Dissatisfied with the department’s failure to promptly process their appeals, petitioners obtained an order entered December 10, 1979, which directed the department to render a final decision on petitioners’ appeals within 45 days. In addition, the order directed the respondent commissioner, acting as receiver for the two nursing homes, to seek Medicaid reimbursement from the department for various structural repairs which were allegedly made while he was receiver. The order required the department to decide these appeals within 60 days, and directed the commissioner to appeal immediately any adverse determination from the department to a Justice of the Supreme Court. Finally, the order instructed the commissioner to take those steps necessary to secure a favorable award from the Labor Cost Review Panel, including, if necessary, entering into an arrangement with the Greater New York Health Care Facilities Association. This appeal by the commissioner ensued.

While this court has often set time limitations for the holding of rate reimbursement hearings, such judicial directives were always in response to dilatory tactics that impinged substantively upon a petitioner’s right to an administrative hearing within a "reasonable time” (State Administrative Procedure Act, § 301, subd 1; see Matter of Birchwood Nursing Home v Whalen, 70 AD2d 1020; Matter of Sigety v Whalen, 63 AD2d 1064; Solnick v Whalen, 63 AD2d 1062, revd on other grounds 49 NY2d 224). Here, since the order under review, entered December 10, 1979, was made less than five months subsequent to petitioners’ demand for a hearing, delay, if any, was not prejudicial. Further, since petitioners have withdrawn their appeal from the department’s order of September 7, 1978 revoking their operating certificates, no urgency in terms of time for the holding of the rate reimbursement hearings can be perceived.

With respect to that part of the order entered December 10, 1979 which directed the respondent as receiver to appeal to the department for Medicaid reimbursements for expenses not presently covered, and, further, if such appeal should fail, to appeal to a Supreme Court Justice, we conclude that while such directives were innovative in view of the respondent’s dual role in these proceedings as Commissioner of the Department of Health and as petitioners’ receiver, thereby placing him in the position to appeal in the first instance to a department he heads, and, if unsuccessful, then to appeal what he perceives to be his own department’s error to the Supreme Court, we nevertheless hold that the function of a court order is either to grant or deny requested relief and not to legislate procedural corrective machinery not provided by either statute or regulation. We note, however, as did Special Term, the need for legislation or regulation to provide harmonious appellate procedures where, as here, it is necessary for the commissioner to act as an involuntary receiver. Such a procedure would obviate the need for judicial innovation.

Similarly, Special Term’s attempt to require the commissioner to secure an award from the Labor Cost Review Panel was inappropriate, especially in view of petitioners’ failure to request such relief from the court.
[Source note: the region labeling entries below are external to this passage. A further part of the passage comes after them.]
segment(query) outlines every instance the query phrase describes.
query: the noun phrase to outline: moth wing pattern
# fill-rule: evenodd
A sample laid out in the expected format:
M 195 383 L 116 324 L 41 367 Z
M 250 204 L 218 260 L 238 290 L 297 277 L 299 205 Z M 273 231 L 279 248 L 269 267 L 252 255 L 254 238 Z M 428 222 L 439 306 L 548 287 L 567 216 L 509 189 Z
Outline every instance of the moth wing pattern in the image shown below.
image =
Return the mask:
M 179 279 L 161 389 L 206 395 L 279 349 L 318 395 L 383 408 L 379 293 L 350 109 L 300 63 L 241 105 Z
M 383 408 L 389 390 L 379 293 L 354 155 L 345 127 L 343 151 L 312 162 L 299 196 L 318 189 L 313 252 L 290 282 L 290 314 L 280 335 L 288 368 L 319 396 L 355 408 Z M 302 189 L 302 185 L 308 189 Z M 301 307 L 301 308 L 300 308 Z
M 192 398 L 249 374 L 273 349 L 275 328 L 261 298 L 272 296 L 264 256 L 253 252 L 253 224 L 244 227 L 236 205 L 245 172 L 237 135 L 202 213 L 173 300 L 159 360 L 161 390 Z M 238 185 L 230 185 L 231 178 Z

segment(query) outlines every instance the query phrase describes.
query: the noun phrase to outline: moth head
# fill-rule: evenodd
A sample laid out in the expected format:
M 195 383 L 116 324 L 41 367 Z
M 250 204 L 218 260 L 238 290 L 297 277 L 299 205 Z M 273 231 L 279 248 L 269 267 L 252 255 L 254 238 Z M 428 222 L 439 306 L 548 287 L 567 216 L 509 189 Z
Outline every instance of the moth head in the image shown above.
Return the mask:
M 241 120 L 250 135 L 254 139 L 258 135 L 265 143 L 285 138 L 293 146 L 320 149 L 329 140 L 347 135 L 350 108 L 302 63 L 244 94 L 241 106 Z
The order should be modified, on the law, by deleting subparagraph (b) of the first decretal paragraph and by deleting the second and third decretal paragraphs, and, as so modified, affirmed, without costs.

Greenblott, Sweeney, Main and Mikoll, JJ., concur.

Order modified, on the law, by deleting subparagraph (b) of the first decretal paragraph and by deleting the second and third decretal paragraphs, and, as so modified, affirmed, without costs.